Not all foreign hiring is true “outsourcing.” In many cases, companies expand their operations overseas to sell there. But actual outsourcing occurs sometimes too. The American economy is not and never has been static, otherwise the makers of kerosene lamps and buggy whips would thrive today as they did 100 years ago.

Lower-skill jobs that can move but cannot be done by machines gravitate toward developing nations with cheaper, less-educated workforces. Governments cannot stop this without doing more harm than good.

As jobs that require fewer skills find workers who have fewer skills, Americans enter the job market now with more formal education than in the past.

Change brings instability, but benefits too. Open trade has dramatically reduced the amount of time Americans must work in order to afford basic necessities. It has freed up huge markets into which Americans sell goods and services, resulting in more employment in other fields.

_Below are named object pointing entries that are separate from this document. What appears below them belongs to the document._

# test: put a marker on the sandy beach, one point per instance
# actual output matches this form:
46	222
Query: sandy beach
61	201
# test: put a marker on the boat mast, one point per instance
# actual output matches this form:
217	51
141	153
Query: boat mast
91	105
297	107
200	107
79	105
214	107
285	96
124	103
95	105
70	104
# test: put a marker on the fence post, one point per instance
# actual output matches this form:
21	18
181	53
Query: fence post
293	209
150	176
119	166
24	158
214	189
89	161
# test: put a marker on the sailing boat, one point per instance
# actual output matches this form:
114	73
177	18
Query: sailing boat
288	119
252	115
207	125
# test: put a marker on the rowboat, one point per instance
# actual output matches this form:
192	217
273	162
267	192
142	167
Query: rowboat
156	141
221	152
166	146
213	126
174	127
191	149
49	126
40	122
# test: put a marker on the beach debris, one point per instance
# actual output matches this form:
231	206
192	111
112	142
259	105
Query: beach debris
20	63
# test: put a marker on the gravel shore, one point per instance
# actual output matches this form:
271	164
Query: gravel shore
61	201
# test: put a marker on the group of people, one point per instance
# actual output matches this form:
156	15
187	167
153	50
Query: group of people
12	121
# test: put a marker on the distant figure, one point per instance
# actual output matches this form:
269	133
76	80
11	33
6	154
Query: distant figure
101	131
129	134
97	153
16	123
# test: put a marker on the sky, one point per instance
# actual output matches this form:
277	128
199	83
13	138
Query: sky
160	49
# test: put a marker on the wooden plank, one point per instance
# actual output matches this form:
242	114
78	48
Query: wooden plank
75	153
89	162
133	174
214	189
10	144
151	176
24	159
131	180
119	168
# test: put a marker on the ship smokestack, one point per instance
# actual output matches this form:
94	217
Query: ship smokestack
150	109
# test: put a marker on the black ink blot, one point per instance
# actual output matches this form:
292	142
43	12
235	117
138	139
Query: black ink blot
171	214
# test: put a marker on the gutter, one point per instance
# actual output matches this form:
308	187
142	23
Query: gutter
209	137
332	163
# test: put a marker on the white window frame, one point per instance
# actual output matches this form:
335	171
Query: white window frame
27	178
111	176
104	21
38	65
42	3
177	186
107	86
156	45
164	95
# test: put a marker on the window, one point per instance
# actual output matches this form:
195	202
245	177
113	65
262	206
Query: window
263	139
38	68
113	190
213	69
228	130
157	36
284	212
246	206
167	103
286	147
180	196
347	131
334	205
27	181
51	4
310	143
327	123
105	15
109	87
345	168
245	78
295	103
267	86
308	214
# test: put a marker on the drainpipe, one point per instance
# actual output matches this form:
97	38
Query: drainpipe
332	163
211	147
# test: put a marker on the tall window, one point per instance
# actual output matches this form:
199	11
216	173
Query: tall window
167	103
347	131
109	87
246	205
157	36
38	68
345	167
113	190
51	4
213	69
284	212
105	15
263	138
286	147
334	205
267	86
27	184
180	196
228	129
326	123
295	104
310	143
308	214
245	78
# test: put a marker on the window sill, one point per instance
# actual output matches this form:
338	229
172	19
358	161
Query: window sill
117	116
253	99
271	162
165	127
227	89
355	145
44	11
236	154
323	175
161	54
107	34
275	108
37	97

The excoriated North American Free Trade Agreement, which Clinton and her husband both once supported, has quintupled exports to Mexico. From that nation alone, this means there is an additional $200 billion of annual business making its way back into investment and hiring in America.

Free trade helps American manufactures more than it hurts it. Protection of the domestic steel industry has been very damaging for American car makers, who have to buy steel at higher prices as a result.

Clinton used to tell the truth about trade. She once understood, as her comment quoted above makes plain, that government cannot protect workers from international competition without imposing steeper prices on those whom it intends to help.

But today, candidate Clinton sings a different tune. Running for president, and at a point in the campaign which she wants to woo voter in the Midwestern Rust Belt primaries, she is deploying the same kind of trade demagoguery as Donald Trump and Bernie Sanders.

Just before the primary in Michigan, which she narrowly lost, she warned companies, “If you desert America, you’ll pay a price.” She has flip-flopped on the Trans-Pacific Partnership, which she advocated vociferously as secretary of state and referred to as one of her most important accomplishments.

When voters hear Clinton speak on this topic, they need to know that America’s second-least-trusted presidential candidate is peddling a fantasy that even she doesn’t really believe in.